Sedekah Terbaik Seorang Pedagang Nasi

Sedekah Terbaik Seorang Pedagang Nasi

Sedekah Terbaik Seorang Pedagang NasiSedekah terbaik yang dilakukan seorang pedagang nasi bernama Imam Syafi’i di Surabaya yang biasanya mendapat untung rata-rata hanya Rp 10.000 setiap hari. Suatu hari, di bulan Januari 2007, setelah mendengarkan tausiyah dari seorang ustadz tentang keutamaan sedekah, dia dan istrinya tergerak hati untuk menyedekahkan seluruh uang tabungan yang mereka miliki, yang hanya Rp 1 juta.

Uang tersebut rencananya akan digunakan untuk membayar kontrakan rumah, rekening listrik, biaya sekolah anaknya dan lain-lainnya. Akan tetapi akhirnya dengan penuh keyakinan mereka menyedekahkan seluruh uang tersebut. Uang yang bagi mereka sangat besar dan sangat berarti karena menyangkut kepastian hidup bernaung dan sekolah anak-anaknya juga.

Sedekah Terbaik Seorang Pedagang Nasi

Satu minggu berlalu, tidak ada jawaban apa-apa terhadap sedekah yang mereka keluarkan. Dua bulan kemudian, mereka mulai goyah dengan keyakinannya tentang sedekah. Sebab uang tersebut merupakan cadangan satu-satunya yang mereka punyai untuk berbagai keperluan rumah tangganya.

Istrinya sempat ingin meminjam uang kepada tetangga, namun suaminya melarangnya.”Kalaupun kita diusir dari rumah kontrakan gara-gara sedekah, mengapa kita tidak mengadu kepada Allah bu?.” Begitu kata suaminya.

Benar saja, tidak berapa lama kemudian, pedagang nasi itu ditunjuk sebagai koordinator catering korban lumpur Lapindo. Setiap hari dia mendapat order Rp 30 juta. Apabila mengambil untung 5 % saja, dalam dua bulan mereka sudah mendapat untung Rp 90 juta.! “Sejak saat itulah kami merasa rejeki kami terus mengalir.
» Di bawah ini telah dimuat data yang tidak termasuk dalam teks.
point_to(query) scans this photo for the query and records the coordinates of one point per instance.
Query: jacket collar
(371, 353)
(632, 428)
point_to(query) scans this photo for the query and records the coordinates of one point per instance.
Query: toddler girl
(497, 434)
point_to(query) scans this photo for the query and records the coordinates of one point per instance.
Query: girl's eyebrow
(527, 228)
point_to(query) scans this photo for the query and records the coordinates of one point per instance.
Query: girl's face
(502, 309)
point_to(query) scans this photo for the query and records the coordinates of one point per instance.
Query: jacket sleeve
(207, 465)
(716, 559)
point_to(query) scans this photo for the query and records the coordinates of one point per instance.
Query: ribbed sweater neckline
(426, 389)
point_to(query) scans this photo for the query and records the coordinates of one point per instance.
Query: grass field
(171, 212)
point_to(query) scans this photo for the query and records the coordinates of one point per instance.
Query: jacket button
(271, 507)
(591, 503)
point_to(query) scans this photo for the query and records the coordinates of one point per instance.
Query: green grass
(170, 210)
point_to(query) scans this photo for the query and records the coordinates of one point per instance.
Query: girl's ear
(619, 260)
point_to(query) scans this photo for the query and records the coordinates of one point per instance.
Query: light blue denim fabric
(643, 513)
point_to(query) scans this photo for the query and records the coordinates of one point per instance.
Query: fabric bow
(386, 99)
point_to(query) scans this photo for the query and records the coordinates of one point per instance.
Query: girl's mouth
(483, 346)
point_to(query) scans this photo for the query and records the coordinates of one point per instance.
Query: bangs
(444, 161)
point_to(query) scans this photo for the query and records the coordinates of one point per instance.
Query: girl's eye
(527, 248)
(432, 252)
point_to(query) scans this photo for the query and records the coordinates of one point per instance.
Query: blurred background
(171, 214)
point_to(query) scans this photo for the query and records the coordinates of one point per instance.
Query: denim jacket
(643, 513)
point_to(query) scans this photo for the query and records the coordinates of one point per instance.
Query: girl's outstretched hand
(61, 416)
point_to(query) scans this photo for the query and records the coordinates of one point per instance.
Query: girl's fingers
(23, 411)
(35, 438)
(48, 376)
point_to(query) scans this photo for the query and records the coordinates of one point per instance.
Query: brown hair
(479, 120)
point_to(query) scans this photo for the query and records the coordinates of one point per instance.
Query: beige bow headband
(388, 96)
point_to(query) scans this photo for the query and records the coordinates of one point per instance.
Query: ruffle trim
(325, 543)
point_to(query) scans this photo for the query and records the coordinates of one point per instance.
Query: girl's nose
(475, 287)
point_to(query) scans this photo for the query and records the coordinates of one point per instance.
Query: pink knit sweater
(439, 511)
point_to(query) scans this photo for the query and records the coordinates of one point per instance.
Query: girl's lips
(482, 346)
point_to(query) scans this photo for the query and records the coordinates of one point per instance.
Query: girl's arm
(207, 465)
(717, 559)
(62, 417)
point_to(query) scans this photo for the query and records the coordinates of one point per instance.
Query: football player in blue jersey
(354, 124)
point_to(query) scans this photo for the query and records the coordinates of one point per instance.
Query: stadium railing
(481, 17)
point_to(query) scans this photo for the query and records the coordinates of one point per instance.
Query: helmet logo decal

Kami yakin ini juga berkat doa santri-santri Al Qur’an yang turut kami santuni,” kata Imam Syafi’i.

Bulan November 2007, pedagang nasi itu telah menandatangani kontrak Rp 20 Milyar yakni untuk menyediakan catering dari Group Bakrie. Kini dalam waktu setahun mereka telah berkembang menjadi tiga perusahaan yaitu PT.Diana (catering), PT.Kurnia (perusahaan lata catering) dan PT.Prakoso (supplier produksi catering). Usaha catering mereka bahkan ditabelkan sebagai terbesar kedua di Surabaya. Sebanyak 120 karyawan bekerja di tiga perusahaan tersebut.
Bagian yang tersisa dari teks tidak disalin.